Depuis 2019, l’Initiative d’Helsinki sur le multilinguisme dans la communication savante œuvre en faveur d’une hétérogénéité linguistique qui peine à trouver sa place dans la communauté scientifique. Parmi les objectifs cités figure notamment la possibilité « d’accéder de façon équitable aux connaissances issues de la recherche dans une diversité de langues ». En France, dans le cadre du Deuxième Plan national pour la science ouverte, le Ministère de l’enseignement supérieur et de la recherche a également exprimé la volonté de « favoriser le rayonnement international de la production scientifique en langue française et de faciliter la diffusion des productions scientifiques en langues étrangères auprès des publics francophones. »
Malgré ces initiatives, l’anglais demeure la langue de publication dominante dans de nombreuses disciplines, constituant un réel obstacle à l’évolution professionnelle de bien des chercheurs. En 2023, une étude publiée dans PLOS Biology mettait en lumière l’écart considérable séparant les chercheurs de langue maternelle anglaise des locuteurs non natifs :
« Notre enquête montre que les personnes dont l’anglais n’est pas la langue maternelle, en particulier au début de leur carrière, consacrent plus d’efforts que les personnes dont l’anglais est la langue maternelle à la conduite d’activités scientifiques, qu’il s’agisse de lire et de rédiger des articles, de préparer des présentations en anglais ou de diffuser des travaux de recherche dans plusieurs langues. Les barrières linguistiques peuvent également les empêcher d’assister à des conférences internationales organisées en anglais ou d’y faire des présentations orales. »

À l’ère des plateformes de publication dématérialisées et de l’open access, les inégalités linguistiques s’installent au-delà de l’écosystème éditorial anglophone. La traduction des métadonnées et des abstracts en anglais, même dans le cadre d’une publication francophone, s’avère désormais incontournable pour accroître la visibilité des auteurs et renforcer leur présence dans le paysage scientifique mondial :
« Les anglophones non natifs consacrent plus d’efforts à la diffusion de leurs recherches dans plusieurs langues que les anglophones natifs, que ce soit par la publication de leurs travaux dans des revues non anglophones, la préparation d’abstracts en langue non anglaise d’articles en langue anglaise, ou des activités de sensibilisation dans deux langues ou plus. »
Pourtant, l’usage de l’anglais dans les sciences n’a pas toujours été prédominant. Au fil de l’histoire, le grec, le latin, l’arabe, le chinois et le sanskrit – pour ne citer que quelques exemples – ont donné corps aux principes, lois et traités essentiels à notre compréhension actuelle du monde. Il y a un peu plus d’un siècle seulement, les empires français, britanniques et allemands s’affrontaient quant à eux dans une lutte pour et par la connaissance, notamment par le biais de publications dans leurs langages respectifs – jusqu’à ce que la langue de Darwin ne remporte le statut de lingua franca.
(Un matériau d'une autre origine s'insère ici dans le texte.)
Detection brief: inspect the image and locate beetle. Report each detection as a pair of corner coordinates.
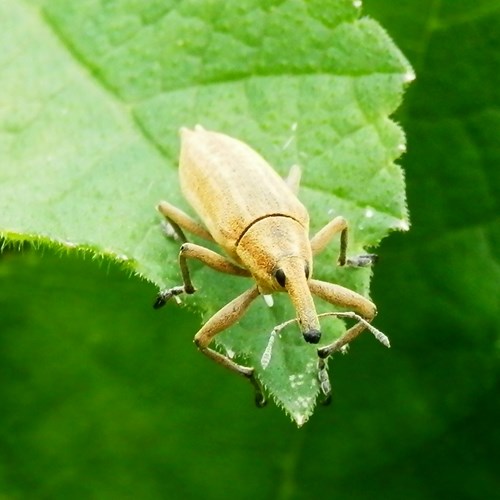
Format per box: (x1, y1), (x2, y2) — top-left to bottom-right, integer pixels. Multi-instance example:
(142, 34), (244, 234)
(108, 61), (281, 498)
(154, 125), (388, 406)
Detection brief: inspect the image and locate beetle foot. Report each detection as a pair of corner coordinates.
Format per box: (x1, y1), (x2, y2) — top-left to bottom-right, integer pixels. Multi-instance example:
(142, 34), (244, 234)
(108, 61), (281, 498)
(347, 253), (378, 267)
(153, 285), (188, 309)
(318, 358), (332, 406)
(245, 367), (267, 408)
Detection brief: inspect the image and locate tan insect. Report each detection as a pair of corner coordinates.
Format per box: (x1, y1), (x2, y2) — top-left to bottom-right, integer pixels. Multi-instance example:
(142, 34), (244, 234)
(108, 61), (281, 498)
(155, 126), (388, 406)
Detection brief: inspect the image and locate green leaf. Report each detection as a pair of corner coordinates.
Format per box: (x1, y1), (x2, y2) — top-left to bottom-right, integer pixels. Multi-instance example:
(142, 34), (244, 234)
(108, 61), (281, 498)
(0, 0), (412, 425)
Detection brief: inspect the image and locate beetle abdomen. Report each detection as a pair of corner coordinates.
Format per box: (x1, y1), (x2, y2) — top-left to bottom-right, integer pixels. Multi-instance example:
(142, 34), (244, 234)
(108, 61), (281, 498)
(179, 126), (309, 254)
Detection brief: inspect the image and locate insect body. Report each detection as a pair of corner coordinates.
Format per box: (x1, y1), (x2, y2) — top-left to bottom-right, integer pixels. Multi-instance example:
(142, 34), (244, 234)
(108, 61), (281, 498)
(155, 126), (386, 406)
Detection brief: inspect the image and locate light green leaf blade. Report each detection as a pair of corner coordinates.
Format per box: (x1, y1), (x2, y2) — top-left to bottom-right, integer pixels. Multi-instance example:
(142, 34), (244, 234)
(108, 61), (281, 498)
(0, 0), (412, 424)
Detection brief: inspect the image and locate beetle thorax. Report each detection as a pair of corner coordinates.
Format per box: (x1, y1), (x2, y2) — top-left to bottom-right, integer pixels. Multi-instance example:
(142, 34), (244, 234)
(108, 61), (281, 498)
(236, 215), (312, 293)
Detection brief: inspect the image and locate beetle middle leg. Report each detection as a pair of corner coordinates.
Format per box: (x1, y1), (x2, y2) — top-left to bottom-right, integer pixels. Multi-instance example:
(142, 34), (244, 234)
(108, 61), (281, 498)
(153, 243), (250, 309)
(309, 280), (380, 404)
(311, 216), (377, 267)
(194, 286), (266, 407)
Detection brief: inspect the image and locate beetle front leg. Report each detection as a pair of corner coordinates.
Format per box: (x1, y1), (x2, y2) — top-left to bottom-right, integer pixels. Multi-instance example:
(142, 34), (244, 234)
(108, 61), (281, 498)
(157, 201), (214, 243)
(309, 280), (377, 358)
(194, 286), (266, 407)
(309, 280), (377, 404)
(153, 243), (250, 309)
(311, 216), (377, 267)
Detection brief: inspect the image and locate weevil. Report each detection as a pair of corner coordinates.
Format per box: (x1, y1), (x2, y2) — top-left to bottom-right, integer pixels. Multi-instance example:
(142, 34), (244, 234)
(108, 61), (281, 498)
(155, 125), (388, 406)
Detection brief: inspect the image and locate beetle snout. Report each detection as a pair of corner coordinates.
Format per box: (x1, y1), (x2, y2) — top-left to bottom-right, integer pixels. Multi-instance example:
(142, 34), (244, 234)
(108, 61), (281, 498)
(302, 328), (321, 344)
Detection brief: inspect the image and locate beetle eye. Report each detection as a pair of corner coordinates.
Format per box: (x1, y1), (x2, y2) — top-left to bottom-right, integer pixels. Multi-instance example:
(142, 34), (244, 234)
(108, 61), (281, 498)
(274, 269), (286, 288)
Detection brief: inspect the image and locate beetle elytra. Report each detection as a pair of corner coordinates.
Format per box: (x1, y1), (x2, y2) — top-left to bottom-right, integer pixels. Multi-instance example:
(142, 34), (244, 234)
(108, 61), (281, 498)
(155, 125), (388, 406)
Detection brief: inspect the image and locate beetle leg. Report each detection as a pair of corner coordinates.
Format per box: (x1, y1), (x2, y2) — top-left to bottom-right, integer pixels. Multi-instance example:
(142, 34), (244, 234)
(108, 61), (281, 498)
(309, 280), (377, 405)
(309, 280), (377, 358)
(285, 165), (302, 194)
(311, 216), (377, 267)
(154, 243), (250, 309)
(194, 286), (266, 406)
(311, 216), (347, 266)
(157, 201), (214, 243)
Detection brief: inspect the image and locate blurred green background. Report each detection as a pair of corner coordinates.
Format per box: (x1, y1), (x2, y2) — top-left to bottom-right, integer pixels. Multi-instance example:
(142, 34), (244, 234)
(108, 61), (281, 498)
(0, 0), (500, 499)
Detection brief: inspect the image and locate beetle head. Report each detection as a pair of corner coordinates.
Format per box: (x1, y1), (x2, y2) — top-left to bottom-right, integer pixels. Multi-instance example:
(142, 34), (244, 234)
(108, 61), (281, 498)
(237, 216), (321, 344)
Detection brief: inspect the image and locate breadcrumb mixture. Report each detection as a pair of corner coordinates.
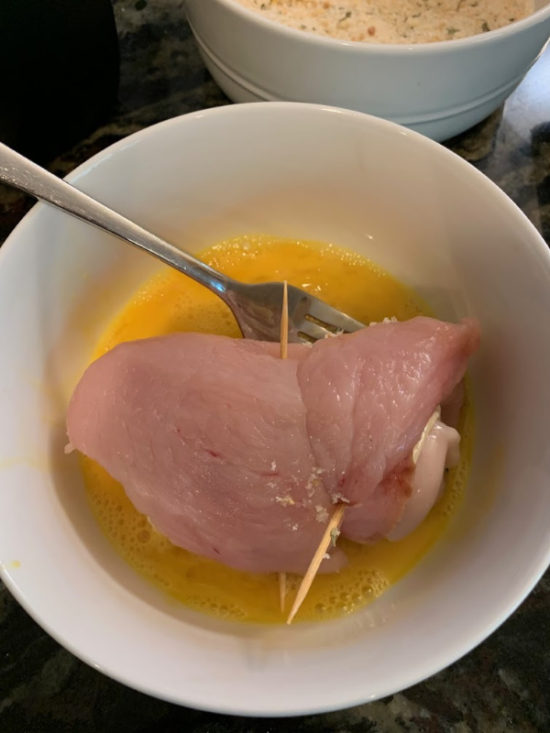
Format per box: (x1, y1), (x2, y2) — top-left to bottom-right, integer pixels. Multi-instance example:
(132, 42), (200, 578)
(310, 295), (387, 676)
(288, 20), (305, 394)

Le futur continuera-t-il pour autant de favoriser les locuteurs anglophones ? Après avoir interrogé la communauté scientifique, le journaliste Rodrigo Pérez Ortega nous assure que celle-ci n’est pas à cours d’alternatives : encourager les éditeurs à se concentrer davantage sur la qualité scientifique des contributions que sur leur valeur grammaticale, développer la création d’infrastructures d’appui linguistique (traduction, relecture, correction) dont l’accès ne serait pas conditionné par la situation économique – personnelle et institutionnelle – des chercheurs, exiger des livrables multilingues à l’issue de projets majoritairement portés par des financements publiques…
Malgré des moyens de plus en plus empêchés, la science, même dans ses branches les plus applicatives, continue de philosopher sur les enjeux de sa propre diffusion. Partout dans le monde, des chercheurs s’efforcent de parvenir à une représentation juste et équilibrée de la pensée collective – et nous ne pouvons que les en remercier.